People really have the ability to mold reality, not just over our bodies — our minds and our spirits, and our hearts. Like, one day, I might experience such a good strap that I just might grow wings out of my back, I just might levitate — it’s just that transcendence that comes with hoe-ing.

And hoe-ing feels impossible, but it's really possible. People act like there's not enough, like you can’t enjoy things — it comes from this scarcity mindset, like there's not enough to go around for you to be a hoe, and be greedy, and audacious with your pleasure in these streets. It isn't like that: there's an unlimited, infinite amount of pleasure to be had and go around. We don't have to keep it under wraps, why would we do that? Why don't you just let it all out? One day I hope I’ll be able to hoe and be fully relaxed in my body. I think after getting my orgasm, that's one of the closest moments I've come to heaven, to a sense of internal peace.

Sometimes hoe-ing is a verb and I feel like this project is a verb. I think about hoe-ing as a part of the ways in which transgender and gender non-conforming folks engage gender — 'cause we hoes too, you know, original hoes — because we hoe with gender. That's great and so cool. We hoe — maybe a little masc today, maybe a little fem today, maybe a little in-between… like we hoe-ing with different things.

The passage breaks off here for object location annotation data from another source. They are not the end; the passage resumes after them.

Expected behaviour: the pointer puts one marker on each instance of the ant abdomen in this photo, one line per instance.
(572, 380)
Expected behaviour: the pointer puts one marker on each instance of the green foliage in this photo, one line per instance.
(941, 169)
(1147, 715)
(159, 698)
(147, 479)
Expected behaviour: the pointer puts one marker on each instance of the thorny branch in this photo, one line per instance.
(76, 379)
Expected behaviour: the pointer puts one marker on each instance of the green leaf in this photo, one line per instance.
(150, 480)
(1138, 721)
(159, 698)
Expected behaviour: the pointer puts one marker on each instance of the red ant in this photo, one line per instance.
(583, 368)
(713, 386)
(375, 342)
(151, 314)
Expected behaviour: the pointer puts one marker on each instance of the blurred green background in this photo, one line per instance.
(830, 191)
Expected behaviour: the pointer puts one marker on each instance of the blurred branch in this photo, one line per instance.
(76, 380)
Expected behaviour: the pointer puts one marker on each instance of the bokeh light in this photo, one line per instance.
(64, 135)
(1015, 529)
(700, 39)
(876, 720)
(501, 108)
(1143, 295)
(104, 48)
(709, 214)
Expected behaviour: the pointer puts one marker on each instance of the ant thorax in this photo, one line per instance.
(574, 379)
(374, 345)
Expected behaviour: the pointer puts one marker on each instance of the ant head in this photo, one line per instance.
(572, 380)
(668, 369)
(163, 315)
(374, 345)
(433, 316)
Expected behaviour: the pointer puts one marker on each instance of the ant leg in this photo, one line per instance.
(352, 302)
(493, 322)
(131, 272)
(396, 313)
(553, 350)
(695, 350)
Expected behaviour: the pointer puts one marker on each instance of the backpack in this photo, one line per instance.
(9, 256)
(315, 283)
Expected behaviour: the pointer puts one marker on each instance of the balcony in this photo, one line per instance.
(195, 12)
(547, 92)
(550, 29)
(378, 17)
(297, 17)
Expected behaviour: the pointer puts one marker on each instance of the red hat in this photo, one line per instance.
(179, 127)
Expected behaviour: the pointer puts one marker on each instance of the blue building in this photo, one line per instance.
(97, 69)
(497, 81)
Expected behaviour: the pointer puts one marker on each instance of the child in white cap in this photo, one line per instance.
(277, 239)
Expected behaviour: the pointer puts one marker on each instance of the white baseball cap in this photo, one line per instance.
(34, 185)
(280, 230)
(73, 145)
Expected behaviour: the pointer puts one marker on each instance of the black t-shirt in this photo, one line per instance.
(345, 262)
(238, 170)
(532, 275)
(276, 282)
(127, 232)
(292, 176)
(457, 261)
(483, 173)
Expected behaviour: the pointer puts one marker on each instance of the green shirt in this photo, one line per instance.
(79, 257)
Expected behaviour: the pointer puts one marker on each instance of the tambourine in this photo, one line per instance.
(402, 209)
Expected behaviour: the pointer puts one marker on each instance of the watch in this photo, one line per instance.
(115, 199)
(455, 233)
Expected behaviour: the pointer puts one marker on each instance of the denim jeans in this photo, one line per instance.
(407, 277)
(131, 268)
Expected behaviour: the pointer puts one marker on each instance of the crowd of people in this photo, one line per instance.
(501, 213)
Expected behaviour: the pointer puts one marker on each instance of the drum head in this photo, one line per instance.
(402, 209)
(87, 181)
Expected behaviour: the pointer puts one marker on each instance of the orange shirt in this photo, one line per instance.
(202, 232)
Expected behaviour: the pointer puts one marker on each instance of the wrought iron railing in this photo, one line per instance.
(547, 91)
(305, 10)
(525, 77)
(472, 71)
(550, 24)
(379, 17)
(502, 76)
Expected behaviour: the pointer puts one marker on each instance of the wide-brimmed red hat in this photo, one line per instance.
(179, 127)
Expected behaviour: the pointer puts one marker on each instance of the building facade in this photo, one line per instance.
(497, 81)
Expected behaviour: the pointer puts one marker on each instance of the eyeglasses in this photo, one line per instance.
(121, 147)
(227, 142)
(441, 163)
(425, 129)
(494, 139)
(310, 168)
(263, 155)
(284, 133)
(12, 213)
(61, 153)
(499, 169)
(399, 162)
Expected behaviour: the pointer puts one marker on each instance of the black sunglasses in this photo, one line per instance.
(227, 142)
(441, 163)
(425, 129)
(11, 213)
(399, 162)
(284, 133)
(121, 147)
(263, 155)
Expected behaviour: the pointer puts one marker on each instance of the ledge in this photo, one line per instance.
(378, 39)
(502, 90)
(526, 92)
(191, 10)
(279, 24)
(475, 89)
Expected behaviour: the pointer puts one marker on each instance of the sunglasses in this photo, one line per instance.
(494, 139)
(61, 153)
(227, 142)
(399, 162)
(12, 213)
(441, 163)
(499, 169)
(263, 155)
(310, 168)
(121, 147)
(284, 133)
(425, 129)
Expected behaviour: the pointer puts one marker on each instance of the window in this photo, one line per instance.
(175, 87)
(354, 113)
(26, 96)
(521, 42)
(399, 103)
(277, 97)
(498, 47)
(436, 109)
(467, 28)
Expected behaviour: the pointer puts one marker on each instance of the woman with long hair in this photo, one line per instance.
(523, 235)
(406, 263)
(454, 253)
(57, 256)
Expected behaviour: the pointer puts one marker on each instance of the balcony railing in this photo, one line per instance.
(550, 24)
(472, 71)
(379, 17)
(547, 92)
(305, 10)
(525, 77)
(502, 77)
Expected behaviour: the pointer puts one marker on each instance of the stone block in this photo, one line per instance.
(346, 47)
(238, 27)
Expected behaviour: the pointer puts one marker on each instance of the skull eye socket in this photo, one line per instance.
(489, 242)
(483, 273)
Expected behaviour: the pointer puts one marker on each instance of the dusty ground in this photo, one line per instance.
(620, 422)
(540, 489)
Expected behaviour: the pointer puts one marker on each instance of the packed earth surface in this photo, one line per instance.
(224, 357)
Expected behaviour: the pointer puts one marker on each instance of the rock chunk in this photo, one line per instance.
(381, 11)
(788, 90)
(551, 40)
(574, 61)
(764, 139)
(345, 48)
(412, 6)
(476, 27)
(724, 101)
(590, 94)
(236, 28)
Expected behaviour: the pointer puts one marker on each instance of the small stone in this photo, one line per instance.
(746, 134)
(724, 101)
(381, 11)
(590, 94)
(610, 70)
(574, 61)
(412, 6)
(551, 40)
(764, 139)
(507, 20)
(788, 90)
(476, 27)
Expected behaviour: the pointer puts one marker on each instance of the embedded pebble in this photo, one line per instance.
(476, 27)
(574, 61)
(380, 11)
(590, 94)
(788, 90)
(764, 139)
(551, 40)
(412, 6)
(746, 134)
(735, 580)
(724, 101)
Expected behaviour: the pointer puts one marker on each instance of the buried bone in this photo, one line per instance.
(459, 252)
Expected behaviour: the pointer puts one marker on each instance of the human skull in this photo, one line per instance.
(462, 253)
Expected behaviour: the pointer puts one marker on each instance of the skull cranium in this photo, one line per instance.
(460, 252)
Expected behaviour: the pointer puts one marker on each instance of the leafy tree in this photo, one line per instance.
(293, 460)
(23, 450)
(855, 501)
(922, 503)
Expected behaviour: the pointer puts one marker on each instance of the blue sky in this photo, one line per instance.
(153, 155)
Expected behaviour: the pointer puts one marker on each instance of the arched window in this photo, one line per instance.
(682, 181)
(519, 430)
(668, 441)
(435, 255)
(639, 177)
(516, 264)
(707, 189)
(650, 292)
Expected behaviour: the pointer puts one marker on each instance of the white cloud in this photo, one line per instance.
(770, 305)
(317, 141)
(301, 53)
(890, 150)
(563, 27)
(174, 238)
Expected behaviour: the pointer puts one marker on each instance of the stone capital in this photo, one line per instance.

Being trans is a verb, it's like a trip, a constant transformation, you're never the same person twice. Hoe-ing is transformation too.

. . .

The Revelations documentary is an ongoing project that Maij continues to use as a medium for their own transfiguration and the transformation of magical others. We cannot wait to see it, and you will hear it here first when the final project is available. Thanks so much to Maij for this interview and this amazing conversation.

“We have been here, always, living, creating, sharing, contributing, proclaiming. In our passing, we leave behind the artifacts of our lives, which are our lived and living stories. We are an ancient, resilient, and persistent people. Any and every place where trans persons dare to exist becomes an ever-speaking, Sacred Grove. The body speaks. We speak. In many, marvelous ways, we proclaim.”